Für viele Weinfreunde und Winzer ist das eine Frage, auf die sie die Antwort schon zu wissen glauben, und so ist die Ablehnung des südafrikanischen Begehrens nicht nur durch offizielle Stellen wie die Internationale Weinorganisation OIV, sondern auch durch viele Weinfreunde und Winzer nicht wirklich überraschend. Europas Weinlabore stehen bereit, um den Südafrikanern ihren Wein wieder zurückzuschicken, wenn die so wagemutig sein sollten, ihr Vorhaben in die Tat umzusetzen. Die zur Verfügung stehenden Analyseverfahren sind inzwischen so fein, dass die Herkunft praktisch jedes einzelnen Wassermoleküls im Wein nachgewiesen werden kann: Pfuschen und Schummeln also unmöglich!

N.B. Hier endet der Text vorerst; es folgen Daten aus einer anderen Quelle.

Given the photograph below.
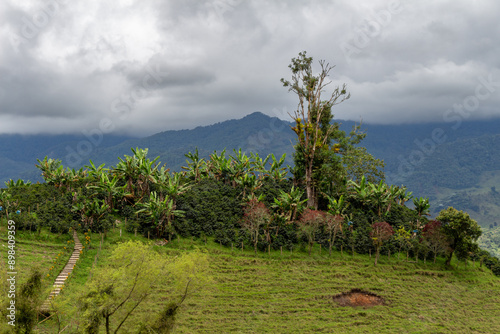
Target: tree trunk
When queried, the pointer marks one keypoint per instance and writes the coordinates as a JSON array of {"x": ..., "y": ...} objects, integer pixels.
[
  {"x": 107, "y": 324},
  {"x": 311, "y": 198},
  {"x": 448, "y": 260}
]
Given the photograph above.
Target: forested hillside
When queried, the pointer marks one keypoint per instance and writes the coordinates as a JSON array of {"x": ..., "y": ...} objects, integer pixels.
[{"x": 460, "y": 172}]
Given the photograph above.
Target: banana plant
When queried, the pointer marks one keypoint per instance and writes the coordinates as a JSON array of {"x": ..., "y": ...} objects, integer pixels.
[
  {"x": 48, "y": 168},
  {"x": 290, "y": 204},
  {"x": 197, "y": 167},
  {"x": 249, "y": 182},
  {"x": 422, "y": 206},
  {"x": 18, "y": 183},
  {"x": 162, "y": 213},
  {"x": 6, "y": 202},
  {"x": 277, "y": 172},
  {"x": 110, "y": 189},
  {"x": 362, "y": 190},
  {"x": 381, "y": 197},
  {"x": 337, "y": 206}
]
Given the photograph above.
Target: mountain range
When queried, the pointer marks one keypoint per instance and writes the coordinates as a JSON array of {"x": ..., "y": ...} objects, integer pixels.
[{"x": 452, "y": 164}]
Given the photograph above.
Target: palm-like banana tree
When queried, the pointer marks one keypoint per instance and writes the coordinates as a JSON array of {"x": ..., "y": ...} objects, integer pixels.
[
  {"x": 6, "y": 202},
  {"x": 249, "y": 182},
  {"x": 91, "y": 211},
  {"x": 219, "y": 166},
  {"x": 48, "y": 168},
  {"x": 258, "y": 165},
  {"x": 422, "y": 206},
  {"x": 277, "y": 171},
  {"x": 362, "y": 190},
  {"x": 162, "y": 213},
  {"x": 18, "y": 183},
  {"x": 197, "y": 167},
  {"x": 110, "y": 189},
  {"x": 290, "y": 205},
  {"x": 380, "y": 196}
]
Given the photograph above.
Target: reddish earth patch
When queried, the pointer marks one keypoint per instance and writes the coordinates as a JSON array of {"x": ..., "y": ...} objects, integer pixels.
[{"x": 357, "y": 297}]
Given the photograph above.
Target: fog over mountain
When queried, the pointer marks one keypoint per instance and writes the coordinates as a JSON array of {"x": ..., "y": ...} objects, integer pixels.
[{"x": 140, "y": 67}]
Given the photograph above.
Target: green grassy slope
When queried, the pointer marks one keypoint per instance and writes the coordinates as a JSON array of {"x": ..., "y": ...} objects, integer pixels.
[{"x": 293, "y": 292}]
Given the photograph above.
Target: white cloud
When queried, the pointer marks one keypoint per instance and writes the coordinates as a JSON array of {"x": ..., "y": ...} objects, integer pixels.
[{"x": 66, "y": 65}]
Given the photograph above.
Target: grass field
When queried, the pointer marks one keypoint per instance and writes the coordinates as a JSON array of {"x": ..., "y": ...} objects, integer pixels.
[{"x": 293, "y": 292}]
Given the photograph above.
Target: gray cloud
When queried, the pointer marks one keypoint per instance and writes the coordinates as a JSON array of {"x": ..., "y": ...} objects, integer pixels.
[{"x": 153, "y": 66}]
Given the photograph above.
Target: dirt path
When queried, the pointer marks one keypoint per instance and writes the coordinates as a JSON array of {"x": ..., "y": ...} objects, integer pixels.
[{"x": 63, "y": 275}]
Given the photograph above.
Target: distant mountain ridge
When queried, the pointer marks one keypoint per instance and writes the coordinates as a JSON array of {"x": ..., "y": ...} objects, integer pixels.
[{"x": 460, "y": 170}]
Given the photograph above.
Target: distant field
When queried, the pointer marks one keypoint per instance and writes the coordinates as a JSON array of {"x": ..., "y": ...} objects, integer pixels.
[
  {"x": 293, "y": 292},
  {"x": 480, "y": 202}
]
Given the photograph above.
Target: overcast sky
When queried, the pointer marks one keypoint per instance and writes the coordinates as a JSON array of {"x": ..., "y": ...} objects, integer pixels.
[{"x": 139, "y": 67}]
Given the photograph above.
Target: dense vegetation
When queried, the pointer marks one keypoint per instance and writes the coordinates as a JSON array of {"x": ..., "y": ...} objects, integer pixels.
[{"x": 337, "y": 203}]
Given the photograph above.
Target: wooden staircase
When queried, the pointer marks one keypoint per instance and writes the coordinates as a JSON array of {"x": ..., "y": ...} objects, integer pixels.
[{"x": 63, "y": 275}]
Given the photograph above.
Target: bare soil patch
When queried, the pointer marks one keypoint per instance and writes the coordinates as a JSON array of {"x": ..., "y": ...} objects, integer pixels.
[{"x": 358, "y": 297}]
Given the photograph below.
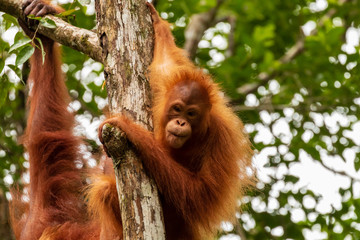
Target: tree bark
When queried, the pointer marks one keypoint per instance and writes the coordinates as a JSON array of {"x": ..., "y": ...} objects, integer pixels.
[
  {"x": 5, "y": 229},
  {"x": 124, "y": 45},
  {"x": 126, "y": 37}
]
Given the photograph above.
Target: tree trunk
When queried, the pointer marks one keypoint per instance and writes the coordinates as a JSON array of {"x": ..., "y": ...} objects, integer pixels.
[{"x": 126, "y": 37}]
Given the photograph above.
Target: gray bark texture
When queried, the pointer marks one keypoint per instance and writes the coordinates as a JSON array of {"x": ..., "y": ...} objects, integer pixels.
[{"x": 126, "y": 37}]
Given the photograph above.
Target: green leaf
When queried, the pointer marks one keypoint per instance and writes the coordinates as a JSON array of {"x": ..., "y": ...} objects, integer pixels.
[
  {"x": 24, "y": 55},
  {"x": 4, "y": 82},
  {"x": 66, "y": 13},
  {"x": 31, "y": 16},
  {"x": 16, "y": 70},
  {"x": 2, "y": 64},
  {"x": 46, "y": 22},
  {"x": 84, "y": 2},
  {"x": 10, "y": 19},
  {"x": 19, "y": 44},
  {"x": 357, "y": 164}
]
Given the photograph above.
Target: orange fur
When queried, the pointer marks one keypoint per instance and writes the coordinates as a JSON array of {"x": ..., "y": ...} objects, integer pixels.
[
  {"x": 56, "y": 208},
  {"x": 200, "y": 182}
]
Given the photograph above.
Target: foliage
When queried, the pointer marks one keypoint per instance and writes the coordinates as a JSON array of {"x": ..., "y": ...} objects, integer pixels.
[{"x": 303, "y": 116}]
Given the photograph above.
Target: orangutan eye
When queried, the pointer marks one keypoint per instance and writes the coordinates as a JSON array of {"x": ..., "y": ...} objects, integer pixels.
[
  {"x": 176, "y": 108},
  {"x": 192, "y": 114}
]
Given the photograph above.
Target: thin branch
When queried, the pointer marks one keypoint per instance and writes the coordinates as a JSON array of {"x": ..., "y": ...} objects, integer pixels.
[
  {"x": 271, "y": 108},
  {"x": 82, "y": 40}
]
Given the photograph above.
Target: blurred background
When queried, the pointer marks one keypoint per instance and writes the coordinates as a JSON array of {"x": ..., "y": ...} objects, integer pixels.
[{"x": 288, "y": 68}]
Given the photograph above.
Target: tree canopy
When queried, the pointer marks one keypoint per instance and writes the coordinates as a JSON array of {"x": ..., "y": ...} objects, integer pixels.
[{"x": 289, "y": 68}]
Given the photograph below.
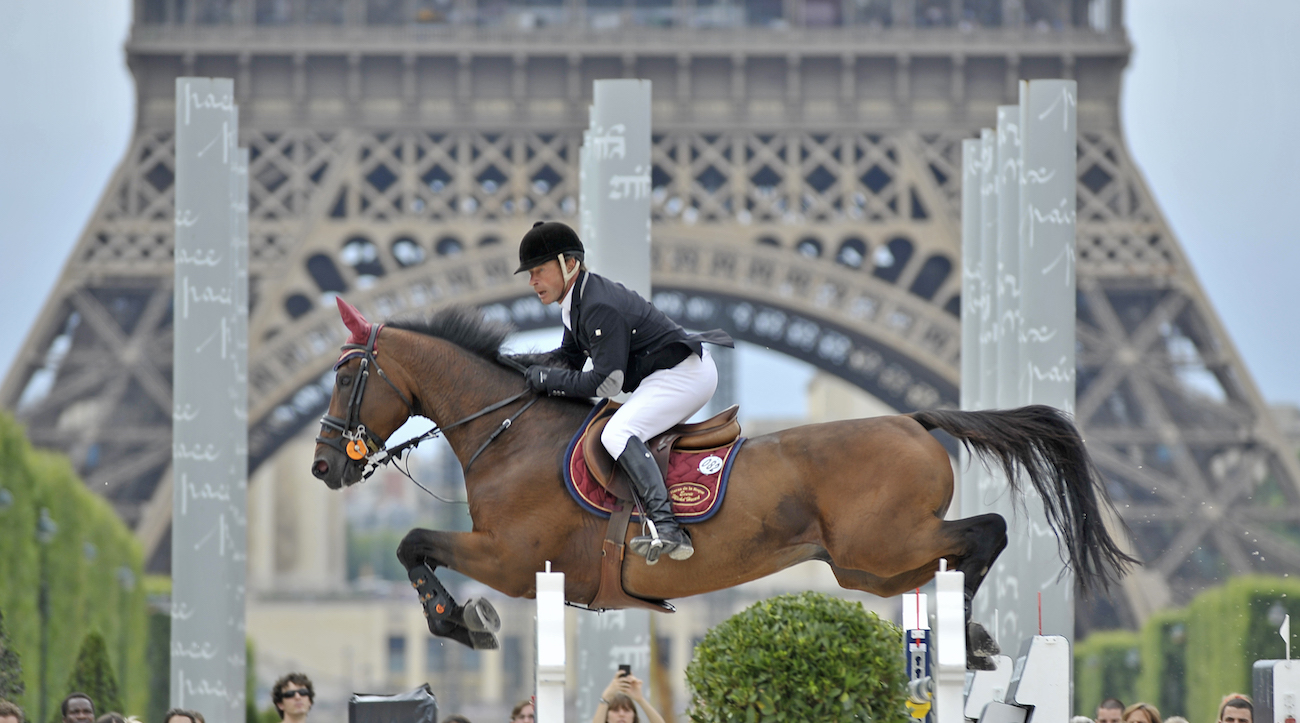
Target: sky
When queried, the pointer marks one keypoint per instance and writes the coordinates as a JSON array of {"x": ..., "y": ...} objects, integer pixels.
[{"x": 1209, "y": 112}]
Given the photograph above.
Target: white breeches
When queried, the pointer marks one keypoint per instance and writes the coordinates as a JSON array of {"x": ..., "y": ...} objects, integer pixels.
[{"x": 663, "y": 398}]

Die Sache ist allerdings dann doch etwas komplizierter, als es auf den ersten Blick scheint. Da ist erst einmal die Tatsache, dass Weine ohne einen Tropfen "fremden", nicht aus den Trauben stammenden Wassers eher eine Seltenheit sind. Wasser im Wein? Haben wir längst! Sei es in Form von Regenwasser auf den nass im Keller ankommenden Beeren, sei es in Form von Leitungswasser, das zum Auflösen von Schönungsmitteln wie Bentonit verwendet wird, sei es im noch nassen Tank, der mit Wein befüllt wird, oder in den Dauben des weingrün gemachten Fasses. Das ist, zugegeben, wenig Wasser, nur maximal drei Prozent, wie sie das Gesetz auch erlaubt, während die Südafrikaner immerhin eine bis zu 15-prozentige Wasserzugabe legalisieren möchten. Aber es ist Wasser, Wasser, das für die Reinheits- und Naturfreunde unter den Weintrinkern eigentlich gar nichts im Wein zu suchen hat. Zu suchen hätte?!

In der alten Auseinandersetzung der Alten mit der Neuen Welt des Weins, in der Auseinandersetzung, ob unsere Weine handwerklich, authentisch, natürlich, deren Produkte aber industriell, künstlich sind, taugt die Frage des Wassers im Wein also nicht, und das, obwohl viele Weinmacher heißer Länder offen zugeben, dass sie ihre Moste schon seit langem verdünnen. Diese mangelnde Tauglichkeit für heftige Polemik ist vielleicht auch der Grund dafür, warum die Debatte bisher noch nicht richtig hochkochte. Warum sich die Diskussion - noch! - auf den einen oder anderen Artikel hier und da, eine Handvoll Diskussionsbeiträgen in Social Networks wie Xing beschränkt, obwohl sie durchaus Skandalpotenzial birgt. Denn 15 % Wasser im Wein machen diesen ja nicht zuletzt in der Produktion auch (fast) 15 % billiger.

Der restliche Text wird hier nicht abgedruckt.